There was a shadow around a stone, gap in the mortar right in the middle of the wall, at the foot of the bed—a little stone, where it seemed there had never been any mortar, or maybe it had just eroded away, the place looked so old.

He didn’t know what might lie behind that rock, or how big the little stone might prove to be, but it was something to start with.

He took his blanket to sit on, and his can key, and started scraping away at it, hoping, as it wore out, that the people in charge would go on giving him fruit drink in cans.

So what would the Count of Monte Cristo do?

He switched off the light to save the battery. He could feel the spot without it, and he started chipping away, getting rid of the last bit of mortar, chip by little chip. The Count had spent years trying to get out. He was willing to, if that was what it took, so long as they went on feeding him.

If there was dirt on the other side, he could sweep it into his blanket and dump it into the hole in the corner of the room. He could dig and dig under whatever building he was in until he could hope he was outside.

Surely it would go a lot faster once he got one stone out.

If it was another room it let him into, that other room might not have its door locked.

At very least, it was a plan, and it was something to do, rather than sit in the bed and be scared.

And when he got out, oh, some people were going to be in trouble.

11

It had been a long, long time, Bren was well aware, since he had been in Malguri’s stableyard. His own mecheita, Nokhada, had nearly forgotten him.

Or she conveniently pretended to have forgotten. She towered aloft, a winter-coated, snaky-necked, and supercilious creature with jaw-tusks the length of a man’s hand. Her clawed feet ripped the straw of the stable-aisle, and she threw her head up, pulling at the restraint of two handlers.

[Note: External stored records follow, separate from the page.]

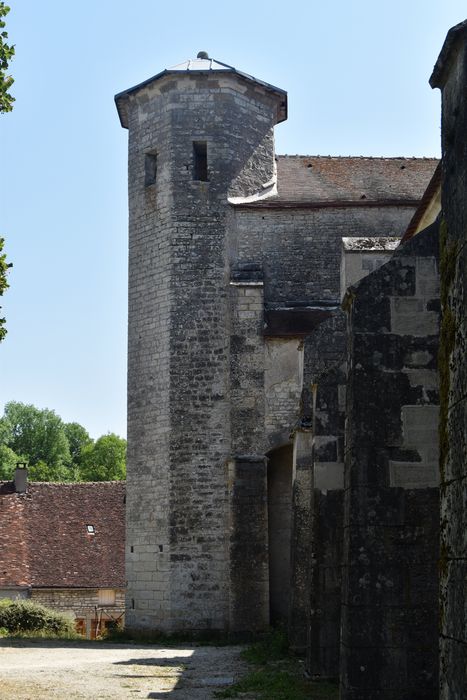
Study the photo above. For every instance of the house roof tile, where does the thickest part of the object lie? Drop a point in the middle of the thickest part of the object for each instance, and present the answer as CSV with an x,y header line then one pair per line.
x,y
330,178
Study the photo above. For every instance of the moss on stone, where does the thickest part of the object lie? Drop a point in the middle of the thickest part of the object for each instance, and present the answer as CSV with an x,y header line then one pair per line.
x,y
448,257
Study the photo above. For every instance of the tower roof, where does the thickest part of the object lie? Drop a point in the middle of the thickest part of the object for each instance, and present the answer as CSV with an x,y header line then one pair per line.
x,y
202,64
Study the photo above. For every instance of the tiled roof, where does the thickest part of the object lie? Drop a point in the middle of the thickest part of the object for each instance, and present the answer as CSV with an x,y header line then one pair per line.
x,y
312,179
45,540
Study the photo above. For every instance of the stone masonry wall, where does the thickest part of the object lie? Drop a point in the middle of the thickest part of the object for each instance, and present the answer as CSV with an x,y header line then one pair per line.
x,y
300,250
82,603
389,646
323,367
451,76
179,432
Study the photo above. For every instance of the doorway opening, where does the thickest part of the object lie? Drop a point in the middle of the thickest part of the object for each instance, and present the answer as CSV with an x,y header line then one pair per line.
x,y
279,531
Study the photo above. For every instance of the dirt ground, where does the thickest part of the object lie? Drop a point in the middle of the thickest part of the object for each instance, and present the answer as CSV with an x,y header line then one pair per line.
x,y
39,670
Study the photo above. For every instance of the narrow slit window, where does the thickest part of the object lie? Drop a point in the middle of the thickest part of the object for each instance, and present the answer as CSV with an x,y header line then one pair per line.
x,y
150,169
200,158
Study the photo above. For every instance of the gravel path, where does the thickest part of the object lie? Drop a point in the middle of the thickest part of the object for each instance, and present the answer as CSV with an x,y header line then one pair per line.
x,y
40,670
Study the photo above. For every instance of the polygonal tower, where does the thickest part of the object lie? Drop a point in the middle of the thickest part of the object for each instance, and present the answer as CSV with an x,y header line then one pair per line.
x,y
200,135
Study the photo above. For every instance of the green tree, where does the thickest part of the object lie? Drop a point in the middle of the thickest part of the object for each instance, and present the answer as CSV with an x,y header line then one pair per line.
x,y
4,265
78,438
6,105
6,54
8,460
40,471
38,434
105,460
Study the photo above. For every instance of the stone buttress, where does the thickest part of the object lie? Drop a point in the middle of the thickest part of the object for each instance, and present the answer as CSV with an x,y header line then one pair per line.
x,y
199,134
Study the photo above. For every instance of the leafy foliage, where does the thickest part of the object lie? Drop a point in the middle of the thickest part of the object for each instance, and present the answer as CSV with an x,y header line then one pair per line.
x,y
54,450
6,105
24,616
6,54
4,266
105,460
37,433
8,460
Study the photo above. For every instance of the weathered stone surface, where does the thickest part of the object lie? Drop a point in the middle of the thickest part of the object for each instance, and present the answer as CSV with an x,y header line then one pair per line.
x,y
450,76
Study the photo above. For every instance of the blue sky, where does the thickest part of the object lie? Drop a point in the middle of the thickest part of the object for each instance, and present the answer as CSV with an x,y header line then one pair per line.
x,y
357,77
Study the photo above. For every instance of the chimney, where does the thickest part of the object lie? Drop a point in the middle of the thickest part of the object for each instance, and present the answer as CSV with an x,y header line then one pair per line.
x,y
21,477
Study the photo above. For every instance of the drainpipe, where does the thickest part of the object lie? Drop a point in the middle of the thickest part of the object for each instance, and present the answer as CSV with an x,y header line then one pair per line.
x,y
21,477
311,568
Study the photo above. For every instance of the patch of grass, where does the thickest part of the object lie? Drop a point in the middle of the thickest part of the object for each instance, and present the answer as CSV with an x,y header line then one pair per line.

The dowager was already safely aboard a younger creature, Babsidi son of Babsidi, a handsome mecheita of high breeding and elegant line, new to the dowager’s service.

Bren had the crop. He was in no patient mood himself, on a short breakfast and in frigid morning air, and, as it happened, he had refreshed his riding skills between their landing back in the world and their taking up residency in the Bu-javid. He took the rein, he targeted the stirrup he had to reach, whacked Nokhada wickedly on the shoulder, and gave the command while he was in motion.

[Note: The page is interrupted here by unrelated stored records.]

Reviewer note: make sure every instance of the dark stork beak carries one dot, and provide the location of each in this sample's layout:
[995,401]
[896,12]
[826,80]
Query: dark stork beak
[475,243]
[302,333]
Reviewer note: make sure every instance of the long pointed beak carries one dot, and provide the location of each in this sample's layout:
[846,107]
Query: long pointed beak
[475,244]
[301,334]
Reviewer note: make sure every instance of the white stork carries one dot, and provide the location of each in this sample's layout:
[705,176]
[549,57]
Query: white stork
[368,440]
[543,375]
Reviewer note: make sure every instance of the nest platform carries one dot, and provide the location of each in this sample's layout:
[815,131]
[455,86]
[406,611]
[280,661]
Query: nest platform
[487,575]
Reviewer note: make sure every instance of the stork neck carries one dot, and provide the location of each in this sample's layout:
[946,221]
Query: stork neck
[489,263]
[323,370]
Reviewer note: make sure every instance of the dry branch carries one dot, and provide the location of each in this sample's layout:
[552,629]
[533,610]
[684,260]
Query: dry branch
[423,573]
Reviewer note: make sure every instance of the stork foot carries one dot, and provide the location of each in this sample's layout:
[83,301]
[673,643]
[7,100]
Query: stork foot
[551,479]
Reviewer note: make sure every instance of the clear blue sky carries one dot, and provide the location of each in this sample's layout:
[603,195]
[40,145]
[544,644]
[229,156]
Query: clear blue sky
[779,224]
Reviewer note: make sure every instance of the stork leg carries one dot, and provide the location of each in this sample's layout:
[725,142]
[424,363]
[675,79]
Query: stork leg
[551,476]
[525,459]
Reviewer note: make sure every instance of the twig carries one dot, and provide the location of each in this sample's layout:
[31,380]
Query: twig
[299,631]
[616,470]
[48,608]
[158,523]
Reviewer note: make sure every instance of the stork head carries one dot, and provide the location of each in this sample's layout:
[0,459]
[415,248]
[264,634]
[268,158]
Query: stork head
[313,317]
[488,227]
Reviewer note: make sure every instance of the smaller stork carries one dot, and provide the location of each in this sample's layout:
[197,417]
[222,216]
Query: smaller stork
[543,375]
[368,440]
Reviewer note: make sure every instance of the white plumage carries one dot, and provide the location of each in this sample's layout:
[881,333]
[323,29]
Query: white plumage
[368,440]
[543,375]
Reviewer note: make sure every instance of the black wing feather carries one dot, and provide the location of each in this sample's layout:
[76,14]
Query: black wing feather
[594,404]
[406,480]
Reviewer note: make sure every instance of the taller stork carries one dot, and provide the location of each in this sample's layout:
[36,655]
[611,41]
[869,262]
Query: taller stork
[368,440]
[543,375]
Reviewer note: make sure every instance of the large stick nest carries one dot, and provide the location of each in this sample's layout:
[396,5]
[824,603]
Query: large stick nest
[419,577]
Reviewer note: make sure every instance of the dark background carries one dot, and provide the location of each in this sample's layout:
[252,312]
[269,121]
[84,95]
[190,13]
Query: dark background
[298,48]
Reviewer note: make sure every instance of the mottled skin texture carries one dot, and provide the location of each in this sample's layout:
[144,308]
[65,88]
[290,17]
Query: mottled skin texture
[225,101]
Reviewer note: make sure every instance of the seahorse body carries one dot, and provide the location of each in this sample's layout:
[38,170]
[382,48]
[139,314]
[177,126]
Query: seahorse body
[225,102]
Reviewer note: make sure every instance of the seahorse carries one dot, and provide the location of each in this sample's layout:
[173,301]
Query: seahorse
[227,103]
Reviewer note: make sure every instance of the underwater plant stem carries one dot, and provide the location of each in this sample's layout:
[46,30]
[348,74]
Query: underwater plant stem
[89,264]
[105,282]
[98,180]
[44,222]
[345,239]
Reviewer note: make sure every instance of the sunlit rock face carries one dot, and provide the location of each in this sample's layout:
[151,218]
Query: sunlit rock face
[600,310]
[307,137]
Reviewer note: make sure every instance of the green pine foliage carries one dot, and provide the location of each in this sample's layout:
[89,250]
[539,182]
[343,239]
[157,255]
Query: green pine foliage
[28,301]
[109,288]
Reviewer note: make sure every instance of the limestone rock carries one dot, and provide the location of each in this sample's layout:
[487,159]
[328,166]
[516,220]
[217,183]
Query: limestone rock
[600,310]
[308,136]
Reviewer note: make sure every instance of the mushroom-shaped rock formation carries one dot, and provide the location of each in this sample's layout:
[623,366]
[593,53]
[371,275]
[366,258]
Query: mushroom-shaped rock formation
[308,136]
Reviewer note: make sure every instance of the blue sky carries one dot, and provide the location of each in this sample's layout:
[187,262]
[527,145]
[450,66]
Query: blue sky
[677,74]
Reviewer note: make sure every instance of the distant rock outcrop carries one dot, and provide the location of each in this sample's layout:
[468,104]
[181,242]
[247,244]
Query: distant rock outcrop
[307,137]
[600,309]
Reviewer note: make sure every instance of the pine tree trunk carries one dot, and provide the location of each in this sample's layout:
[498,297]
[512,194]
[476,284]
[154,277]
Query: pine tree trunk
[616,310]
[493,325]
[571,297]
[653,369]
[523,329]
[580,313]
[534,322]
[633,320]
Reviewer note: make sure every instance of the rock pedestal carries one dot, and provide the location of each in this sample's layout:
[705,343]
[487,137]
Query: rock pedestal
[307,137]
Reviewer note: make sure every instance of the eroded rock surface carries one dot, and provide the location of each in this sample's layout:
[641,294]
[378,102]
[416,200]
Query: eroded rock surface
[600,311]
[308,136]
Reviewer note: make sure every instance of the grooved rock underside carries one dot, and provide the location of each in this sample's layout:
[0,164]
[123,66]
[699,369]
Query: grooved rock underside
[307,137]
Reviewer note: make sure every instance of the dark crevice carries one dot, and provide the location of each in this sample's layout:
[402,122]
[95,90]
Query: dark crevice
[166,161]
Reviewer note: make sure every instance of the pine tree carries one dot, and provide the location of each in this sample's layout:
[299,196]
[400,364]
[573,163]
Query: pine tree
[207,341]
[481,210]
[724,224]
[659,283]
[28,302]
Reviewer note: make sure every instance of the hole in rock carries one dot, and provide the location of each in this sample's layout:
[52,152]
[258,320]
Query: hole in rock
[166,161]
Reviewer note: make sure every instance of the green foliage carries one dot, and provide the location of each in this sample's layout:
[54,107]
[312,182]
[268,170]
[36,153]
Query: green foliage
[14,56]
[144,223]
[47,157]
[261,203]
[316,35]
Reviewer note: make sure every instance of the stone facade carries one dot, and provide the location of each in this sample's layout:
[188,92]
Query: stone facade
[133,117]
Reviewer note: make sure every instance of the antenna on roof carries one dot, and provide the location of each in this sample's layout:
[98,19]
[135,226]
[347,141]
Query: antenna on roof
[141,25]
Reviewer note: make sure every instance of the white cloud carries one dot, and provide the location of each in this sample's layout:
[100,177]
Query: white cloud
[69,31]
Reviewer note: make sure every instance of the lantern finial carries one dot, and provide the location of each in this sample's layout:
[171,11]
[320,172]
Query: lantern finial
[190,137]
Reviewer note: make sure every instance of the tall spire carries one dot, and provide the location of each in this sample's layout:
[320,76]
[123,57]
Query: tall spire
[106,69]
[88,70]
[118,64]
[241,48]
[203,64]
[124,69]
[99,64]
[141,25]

A good thing two of Ilisidi’s young men were holding on: she squalled and tried to disembowel the foremost of the two, who was fast enough and strong enough to keep that head out of play. Bren popped the shoulder again with the crop, and a third time, hard—he could make a move for the saddle, and even get aboard while the young men held her, but if he let her get half of her way now, she would try for it with him for the rest on the ride.

And the shoulder dutifully dropped. The head shook, rattled the harness, lowered. Bren got a foot in the mounting loop and hit the saddle, rein in hand.